Electrifying the Future: Non-Thermal Plasmas for Revolutionizing Chemical
Plasmas, also called gas discharges, are one of the unsung heroes of modern science and engineering. In addition to being used for important scientific discoveries throughout history – such as the discovery of argon – one class of plasmas, called non-equilibrium or non-thermal plasmas, have also formed the backbone of many technologies that sustain the modern world, from microelectronics to lighting. Recently, a number of advances have shown that the non-equilibrium environment in the plasma is well-suited to overcoming challenges across a wide variety of domains, leading to a number of emerging areas where plasma engineering is well-poised to make important contributions over the next several decades. In this talk, I will overview our vision for using plasmas to ‘electrify’ goods production in the United States and in particular chemical production, focusing on two complementary areas. The first is liquid-phase chemical production by bringing a plasma in contact with a liquid, promoting chemistry and physics at the gas-liquid interface, a field we have termed plasma electrochemistry. The second is gas-phase chemical production by coupling a plasma with a catalytic reactor, a field we have termed plasma catalysis. In both, I will focus on how comprehensive fundamental studies, tackling the problems using different experimental, computational, and theoretical techniques, are needed to advance the field and realize practical technologies.

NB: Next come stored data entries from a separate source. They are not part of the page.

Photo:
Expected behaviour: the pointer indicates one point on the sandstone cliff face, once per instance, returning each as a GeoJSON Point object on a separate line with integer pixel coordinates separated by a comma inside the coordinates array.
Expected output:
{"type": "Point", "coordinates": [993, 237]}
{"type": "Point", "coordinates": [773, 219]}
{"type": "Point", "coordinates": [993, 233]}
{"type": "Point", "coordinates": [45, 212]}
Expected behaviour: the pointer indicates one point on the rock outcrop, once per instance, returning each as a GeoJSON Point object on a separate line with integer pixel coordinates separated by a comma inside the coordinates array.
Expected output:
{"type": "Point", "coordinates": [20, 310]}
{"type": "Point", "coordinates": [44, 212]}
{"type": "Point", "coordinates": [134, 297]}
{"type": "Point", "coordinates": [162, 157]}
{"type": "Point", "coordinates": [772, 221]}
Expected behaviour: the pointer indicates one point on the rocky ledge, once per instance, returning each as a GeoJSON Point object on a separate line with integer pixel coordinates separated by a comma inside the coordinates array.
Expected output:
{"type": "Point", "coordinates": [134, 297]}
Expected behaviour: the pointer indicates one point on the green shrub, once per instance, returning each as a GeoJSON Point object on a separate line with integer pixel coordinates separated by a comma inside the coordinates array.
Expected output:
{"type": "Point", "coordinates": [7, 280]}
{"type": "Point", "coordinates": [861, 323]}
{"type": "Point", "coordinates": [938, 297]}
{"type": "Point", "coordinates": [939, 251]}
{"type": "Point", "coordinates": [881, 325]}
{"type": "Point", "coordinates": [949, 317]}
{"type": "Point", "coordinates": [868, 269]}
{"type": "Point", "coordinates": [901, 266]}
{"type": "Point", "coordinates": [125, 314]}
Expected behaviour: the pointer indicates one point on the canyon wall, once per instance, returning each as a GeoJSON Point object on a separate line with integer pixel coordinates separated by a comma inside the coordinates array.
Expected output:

Bio: David B. Go is the Viola D. Hank Professor of Aerospace and Mechanical Engineering and Vice President & Associate Provost for Academic Strategy at the University of Notre Dame. Prior to his current role, he was the Chair of the Department of Aerospace and Mechanical Engineering. Professor Go has published widely in the areas of plasma science and engineering, heat transfer and fluid dynamics, and chemical analysis and holds seven patents or patent applications, leading to two licensed technologies. Professor Go has been recognized with the Air Force Office of Scientific Research Young Investigator Research Award, the National Science Foundation CAREER award, the Electrochemistry Society Toyota Young Investigator Fellowship, the Electrostatics Society of America Rising Star and Distinguished Service Awards, and the IEEE Nuclear & Plasma Sciences Society Early Achievement Award. He is an ASME Fellow, Senior Member of IEEE, and former President of the Electrostatics Society of America. At Notre Dame, he has received the Rev. Edmund P. Joyce, C.S.C. Award for Excellence in Undergraduate Teaching and was a Kaneb Center for Teaching and Learning Faculty Fellow. Prior to joining Notre Dame in 2008, Professor Go received his B.S. in mechanical engineering from the University of Notre Dame, M.S. in aerospace engineering from the University of Cincinnati, and Ph.D. degree in mechanical engineering from Purdue University.